Gua sha is generally not recommended for people who:

  • Bleed easily
  • Take blood thinners
  • Have deep vein thrombosis
  • Have an implant (like an internal defibrillator or pacemaker)
  • Have cystic acne
  • Have a skin infection or open wound
  • Have tumors or cancer
  • Have any medical condition that affects the skin or veins

If performed incorrectly or with too much pressure, there are potential risks and side effects. Gua sha side effects can include bruising caused by the bursting of tiny blood vessels (capillaries) near the surface of the skin. Other side effects may include swelling, tenderness or pain.

If really excessive pressure is used on the muscles, this can tear the membrane that covers them. Although not common, this level of tissue trauma can lead to muscle swelling and rhabdomyolysis or “rhabdo,” a rare but life-threatening condition in which muscles release a protein that can overtax the kidneys. If you experience rhabdo symptoms — including post-treatment pain that worsens, fever, dizziness, pressure, warmth or increasing redness in the treated area — after gua sha, you should seek immediate medical attention.

The skin should not be broken as a result of gua sha scraping. While broken skin is not common, there is a chance this can occur and pose the risk for infection. This is one of the reasons why it’s so important that practitioners sterilize their tools between clients.

You should also make sure to clean your tools between home uses.

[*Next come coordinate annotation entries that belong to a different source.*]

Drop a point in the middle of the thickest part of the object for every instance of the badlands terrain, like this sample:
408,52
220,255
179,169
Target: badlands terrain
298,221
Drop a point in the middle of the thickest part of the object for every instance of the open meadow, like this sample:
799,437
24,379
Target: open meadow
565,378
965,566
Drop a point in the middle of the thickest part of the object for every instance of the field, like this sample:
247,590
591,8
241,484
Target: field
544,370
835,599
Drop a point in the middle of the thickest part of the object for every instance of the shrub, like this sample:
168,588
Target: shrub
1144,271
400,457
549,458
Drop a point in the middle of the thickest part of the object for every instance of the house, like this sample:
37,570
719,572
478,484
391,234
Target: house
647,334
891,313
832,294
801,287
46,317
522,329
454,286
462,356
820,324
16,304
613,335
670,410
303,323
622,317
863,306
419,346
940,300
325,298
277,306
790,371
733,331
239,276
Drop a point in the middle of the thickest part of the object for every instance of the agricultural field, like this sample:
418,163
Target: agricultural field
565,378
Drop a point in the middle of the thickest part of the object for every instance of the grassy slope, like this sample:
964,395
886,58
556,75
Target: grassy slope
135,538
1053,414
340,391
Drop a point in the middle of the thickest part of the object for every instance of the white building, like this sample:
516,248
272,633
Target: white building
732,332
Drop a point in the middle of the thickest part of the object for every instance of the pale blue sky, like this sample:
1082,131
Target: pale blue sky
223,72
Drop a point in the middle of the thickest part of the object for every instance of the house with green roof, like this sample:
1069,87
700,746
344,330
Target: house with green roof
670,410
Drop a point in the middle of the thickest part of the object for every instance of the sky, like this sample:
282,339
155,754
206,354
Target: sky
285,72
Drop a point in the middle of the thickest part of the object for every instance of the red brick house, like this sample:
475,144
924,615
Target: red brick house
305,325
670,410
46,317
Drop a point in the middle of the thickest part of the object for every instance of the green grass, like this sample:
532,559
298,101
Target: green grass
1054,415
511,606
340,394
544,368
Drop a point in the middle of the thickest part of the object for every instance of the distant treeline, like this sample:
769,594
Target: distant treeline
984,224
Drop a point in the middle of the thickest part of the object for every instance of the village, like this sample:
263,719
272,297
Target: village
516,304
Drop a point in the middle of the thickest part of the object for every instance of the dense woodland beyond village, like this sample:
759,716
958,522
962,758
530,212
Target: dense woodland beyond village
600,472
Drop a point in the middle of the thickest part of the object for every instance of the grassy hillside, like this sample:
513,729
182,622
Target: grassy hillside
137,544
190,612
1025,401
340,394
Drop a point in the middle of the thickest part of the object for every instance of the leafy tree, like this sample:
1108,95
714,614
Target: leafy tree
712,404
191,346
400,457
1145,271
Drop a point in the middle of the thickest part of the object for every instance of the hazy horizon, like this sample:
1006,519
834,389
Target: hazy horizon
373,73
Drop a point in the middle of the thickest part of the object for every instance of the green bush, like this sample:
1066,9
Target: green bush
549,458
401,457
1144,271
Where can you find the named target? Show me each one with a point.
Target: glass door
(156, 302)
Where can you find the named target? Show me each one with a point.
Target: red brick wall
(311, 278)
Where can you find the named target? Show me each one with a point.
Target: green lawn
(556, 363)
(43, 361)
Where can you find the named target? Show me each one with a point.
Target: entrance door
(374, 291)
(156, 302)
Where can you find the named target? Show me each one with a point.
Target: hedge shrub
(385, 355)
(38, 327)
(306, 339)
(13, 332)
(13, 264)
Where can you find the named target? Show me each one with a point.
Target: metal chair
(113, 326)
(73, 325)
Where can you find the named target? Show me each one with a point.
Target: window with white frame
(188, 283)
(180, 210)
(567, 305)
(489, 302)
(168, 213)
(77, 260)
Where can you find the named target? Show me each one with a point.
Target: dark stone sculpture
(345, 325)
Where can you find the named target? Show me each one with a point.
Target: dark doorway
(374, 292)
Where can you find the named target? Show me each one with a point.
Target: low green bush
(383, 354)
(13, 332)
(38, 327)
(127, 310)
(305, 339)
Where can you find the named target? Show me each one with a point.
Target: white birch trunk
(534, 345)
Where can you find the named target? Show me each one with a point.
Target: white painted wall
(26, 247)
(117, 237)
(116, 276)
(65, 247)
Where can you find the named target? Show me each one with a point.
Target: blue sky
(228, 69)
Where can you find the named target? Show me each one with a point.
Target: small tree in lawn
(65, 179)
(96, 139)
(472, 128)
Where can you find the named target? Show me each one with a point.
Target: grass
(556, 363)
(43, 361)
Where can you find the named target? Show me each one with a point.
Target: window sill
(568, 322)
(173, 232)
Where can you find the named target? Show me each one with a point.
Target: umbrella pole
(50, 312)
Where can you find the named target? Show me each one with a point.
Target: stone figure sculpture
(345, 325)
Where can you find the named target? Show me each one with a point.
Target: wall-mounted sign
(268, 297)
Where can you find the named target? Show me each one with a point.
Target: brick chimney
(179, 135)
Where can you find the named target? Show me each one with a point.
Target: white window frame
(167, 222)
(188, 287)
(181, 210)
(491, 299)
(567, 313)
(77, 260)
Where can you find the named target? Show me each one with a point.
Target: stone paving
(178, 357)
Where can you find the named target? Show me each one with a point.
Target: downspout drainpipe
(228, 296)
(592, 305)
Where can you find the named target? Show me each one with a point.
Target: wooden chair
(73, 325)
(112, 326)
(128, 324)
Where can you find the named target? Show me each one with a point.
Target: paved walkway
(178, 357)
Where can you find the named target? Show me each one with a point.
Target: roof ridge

Check with your health care provider before trying gua sha if you are pregnant, nursing, have a medical condition or are currently taking medication.

Final Thoughts

  • Gua sha is an ancient, non-invasive Chinese therapy that uses a tool to rub or scrape the skin’s surface in long strokes.
  • The goal of this massage technique is to help move energy, known as qi or chi, around the body.
  • Traditional medicine practitioners have used gua sha for centuries to boost circulation, increase blood flow, break up scar tissues, help chronic pain and generally improve the health of the body.
  • When this therapy is practiced using intense strokes of pressure, it becomes more controversial. The greater the pressure used with any gua sha treatment, the higher the likelihood of adverse side effects.
  • Benefits (using light pressure) may include reduced pain, increased circulation, improvements in breast engorgement and lymph flow, and a reduction in cellulite, breakouts and signs of aging.